Exhibit A is today’s Time story, which for the first time reveals details about just what Hank Asher, Giuliani’s troubled buddy, paid him so much money to do.

As we laid out in a series of posts last week, Giuliani struck a pretty sweet deal with Asher during his first year of business. Asher’s Seisint was hocking its data-mining software, code-named MATRIX, to the government. Rudy’s job was to serve as a kind of front man for the company, in part so that Asher’s drug-running past wouldn’t be an issue. The contract, for a previously untold amount of money, was based on a $2 million yearly fee, commissions, and stock options. A stock holder in the company was so alarmed by the giveaway that he sued Seisint; the case was settled.

Today, Time puts a price tag on all that: $30 million, $24 million of that from stock options. And what did Rudy do for the money? It turns out, plenty.

Well, first and foremost, he lobbied. A shareholder in Seisint tells Time that “nobody knew us; everybody knew him,” and that with Giuliani, “the doors were wide open. It was almost a flood of business opportunities.” The company’s in-house lobbyist says that Giuliani set up a meeting at the Department of Homeland Security.

The White House looks like another one of those doors that Giuliani opened. In January of 2003, just a month after Seisint hired Giuliani, Asher gave a presentation to Vice President Dick Cheney, FBI director Robert Mueller, Homeland Security director Tom Ridge, and Gov. Jeb Bush (R-FL) in the Roosevelt Room at the White House on MATRIX, according to documents obtained by the ACLU back in 2004. (The ACLU doggedly opposed MATRIX; Asher responded by once joking that the ACLU “is probably funded” by Al Qaeda. I’m sure he and Cheney got along fine.)

It wasn’t the first time Giuliani had used his connections to ring up bigwigs on behalf of his clients. When Giuliani Partners were representing Purdue Frederick, the manufacturers of OxyContin, Giuliani personally met with Drug Enforcement Agency chief Asa Hutchinson when the DEA launched a criminal investigation of the company.

Giuliani and his associates have denied in a variety of ways that he acted as a lobbyist. In 2004, when talking to the New York Times, he simply noted that he’s not a registered lobbyist. The senior managing partner of his firm, Michael Hess has been more direct. When the Times questioned him whether Giuliani sitting down with public safety officials on behalf of the firm’s client Nextel was lobbying, he said, “That’s not lobbying… that’s the First Amendment.”

Hess was even more direct with The Washington Post this spring:

[Hess said], emphatically, that the firm has not tried to use Giuliani’s political connections to influence federal officials.

“We don’t do lobbying. And therefore that is not something where we are running to talk to a regulator or an agency,” Hess said. “In terms of people he has known in the government — whether city, state or federal — we just don’t do that.”
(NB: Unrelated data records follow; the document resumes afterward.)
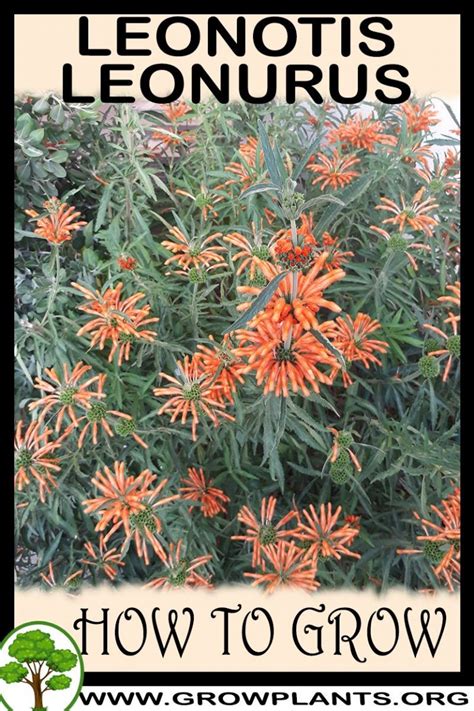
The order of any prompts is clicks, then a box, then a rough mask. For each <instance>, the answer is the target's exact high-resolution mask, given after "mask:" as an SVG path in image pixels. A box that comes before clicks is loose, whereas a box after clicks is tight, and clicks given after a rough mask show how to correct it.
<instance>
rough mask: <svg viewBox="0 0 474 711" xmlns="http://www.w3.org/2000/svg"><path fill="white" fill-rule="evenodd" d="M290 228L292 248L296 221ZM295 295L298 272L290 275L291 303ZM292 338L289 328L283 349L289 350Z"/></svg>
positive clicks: (294, 231) (292, 221) (295, 272)
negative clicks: (290, 229) (285, 348)
mask: <svg viewBox="0 0 474 711" xmlns="http://www.w3.org/2000/svg"><path fill="white" fill-rule="evenodd" d="M290 227H291V241H292V243H293V247H296V246H297V244H298V233H297V231H296V220H291V221H290ZM297 293H298V272H293V273H292V275H291V301H294V300H295V299H296V294H297ZM292 336H293V328H290V330H289V332H288V335H287V337H286V339H285V348H290V346H291V338H292Z"/></svg>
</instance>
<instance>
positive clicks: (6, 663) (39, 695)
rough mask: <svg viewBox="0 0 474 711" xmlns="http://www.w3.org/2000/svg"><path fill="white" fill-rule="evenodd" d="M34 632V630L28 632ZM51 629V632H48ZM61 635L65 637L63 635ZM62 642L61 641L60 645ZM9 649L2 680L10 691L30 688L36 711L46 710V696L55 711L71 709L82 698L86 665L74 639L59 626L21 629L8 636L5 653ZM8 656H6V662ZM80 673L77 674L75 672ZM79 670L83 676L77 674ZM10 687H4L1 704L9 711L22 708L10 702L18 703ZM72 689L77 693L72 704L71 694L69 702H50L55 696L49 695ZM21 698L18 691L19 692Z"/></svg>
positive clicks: (8, 650)
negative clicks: (77, 697) (83, 662)
mask: <svg viewBox="0 0 474 711" xmlns="http://www.w3.org/2000/svg"><path fill="white" fill-rule="evenodd" d="M27 628H30V629H27ZM48 628H50V629H48ZM58 633H61V634H60V635H59V634H58ZM58 638H59V639H60V640H61V641H60V642H58ZM4 648H6V649H7V651H8V657H9V658H11V661H8V662H7V663H6V664H3V666H0V680H2V681H4V682H6V684H7V685H8V687H10V685H11V686H12V687H15V686H16V687H17V690H19V688H18V687H19V686H20V687H21V688H24V687H25V685H26V687H29V689H30V700H31V702H33V701H34V705H33V706H32V709H33V711H41V710H45V709H47V708H48V707H47V706H46V705H45V695H46V694H47V696H46V700H47V701H48V704H50V703H51V709H52V708H54V709H56V708H61V709H66V708H71V706H72V704H73V703H74V701H75V700H76V699H77V697H78V695H79V691H80V688H81V686H82V677H83V665H82V659H81V655H80V652H79V649H78V647H77V645H76V643H75V642H74V640H73V639H72V637H71V636H70V635H69V634H68V633H67V632H65V631H64V630H62V629H61V628H60V627H57V626H56V625H52V624H50V623H46V622H38V623H36V622H35V623H27V624H25V625H21V626H20V627H17V628H16V629H15V630H13V632H12V633H11V634H10V635H8V637H7V638H6V640H5V641H4V643H3V644H2V649H4ZM4 658H5V653H2V660H3V659H4ZM74 669H76V673H75V674H73V675H71V674H67V673H66V672H71V671H72V670H74ZM77 669H79V675H78V674H77ZM8 687H6V688H5V687H4V686H3V685H2V689H0V692H2V691H3V695H1V696H0V700H1V701H3V703H4V704H5V705H6V706H7V708H9V709H10V708H14V709H16V708H18V705H17V704H14V705H13V706H11V705H10V703H9V701H10V699H11V700H12V701H13V700H14V699H15V694H14V693H13V690H12V692H10V690H9V689H8ZM68 689H72V691H73V692H74V693H75V696H74V698H73V699H72V702H71V694H70V693H69V694H68V698H66V700H65V701H64V700H60V699H59V697H58V703H59V705H58V703H56V702H54V703H52V702H50V699H52V696H51V694H50V693H48V692H59V691H65V690H68ZM17 694H18V691H17Z"/></svg>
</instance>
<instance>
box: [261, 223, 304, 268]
mask: <svg viewBox="0 0 474 711" xmlns="http://www.w3.org/2000/svg"><path fill="white" fill-rule="evenodd" d="M297 241H298V243H297V244H294V242H293V239H292V238H291V236H290V235H289V234H288V232H287V231H285V232H284V233H283V235H282V236H281V237H280V238H279V239H277V241H276V242H275V244H274V246H273V254H274V257H275V259H276V261H277V262H278V263H279V264H281V265H282V266H283V268H284V269H291V271H301V270H302V269H304V268H305V267H308V266H309V265H310V264H311V263H312V262H313V260H314V255H315V249H316V240H315V238H314V236H313V235H312V234H304V235H303V237H302V239H301V238H300V236H299V234H298V233H297ZM262 271H263V270H262Z"/></svg>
So much for that. Clearly Giuliani was lobbying on behalf of Seisint. And in return for opening doors, Giuliani Partners got commissions on state and federal contracts — an arrangement that’s illegal. But Giuliani’s people have a defense for that. Sorta:

A [Giuliani Partners] official who refused to be named insists that the firm never received “commissions” from Seisint — despite what [Michael Brauser, a major shareholder in Seisint] and [Seisint’s in-house lobbyist, Dan Latham] remember and despite the fact that payments to GP are labeled “commissions” in both the minutes of a Seisint board meeting and a key financial statement. Instead, says the official, GP earned “special bonuses” based on the achievement of corporate “milestones.”

So if Rudy wasn’t lobbying, then what exactly was he doing to earn the $30 million? Maybe that shareholder had a point.